Według zestawienia, które przygotowała wrocławska firma doradcza Pracownia 2033 (wykorzystując dostępne informacje publiczne – w tym sprawozdania finansowe, kapitalizację spółek publicznych oraz informacje dotyczące transakcji kupna – sprzedaży, fuzji itp.), dyplom krakowskiej AGH ma już dziesiątka krezusów. To oznacza, że w ciągu ostatniego roku przybył jej kolejny multimilioner.

Karol Ciesielski, autor rankingu, ocenia, że na wysokie miejsce krakowskiej uczelni niemały wpływ miała transformacja gospodarcza – AGH była jedną z nielicznych w kraju, które już na początku lat 90. były dobrze przygotowane na zmiany zachodzące w gospodarce. (Jej profesorem był wtedy Janusz Filipiak – założyciel i prezes Comarchu).
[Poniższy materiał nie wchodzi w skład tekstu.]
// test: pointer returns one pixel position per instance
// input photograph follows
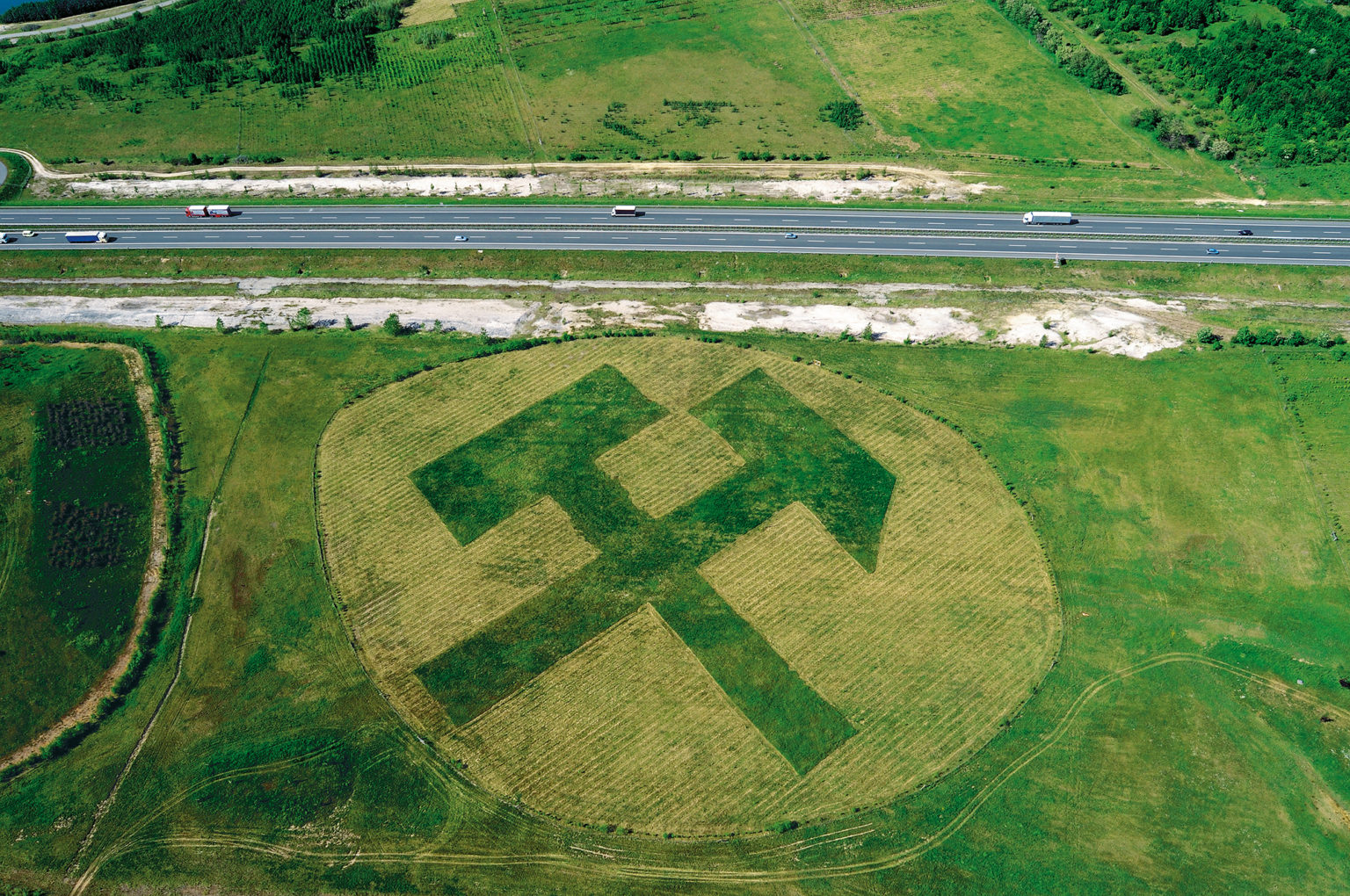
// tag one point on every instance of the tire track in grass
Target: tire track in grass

Jednak w ciągu ostatniego roku szybciej powiększała się grupa krezusów z dyplomem wicelidera rankingu Uniwersytetu Warszawskiego, która liczy już osiem osób, o dwie więcej niż w 2018 r. Trzecie miejsce na podium utrzymała Politechnika Warszawska, którą ukończyła szóstka krezusów.

Dobra koniunktura przyczyniła się do wydłużenia tegorocznego rankingu, który obejmuje już siedem uczelni z co najmniej trójką absolwentów multimilionerów. Kolejne miejsca zajmują: Politechnika Śląska, Uniwersytet Wrocławski, Politechnika Wrocławska i Politechnika Łódzka.

Nieco inaczej wygląda zestawienie uczelni pod względem łącznego majątku ich najbogatszych absolwentów. Tutaj AGH zajęła dopiero 4. miejsce. Pierwsze ponownie zdobył Uniwersytet Adama Mickiewicza w Poznaniu (co jest zasługą rodziny Kulczyków), drugie – Politechnika Świętokrzyska (ukończył ją Michał Sołowow), a na trzecie awansował UW.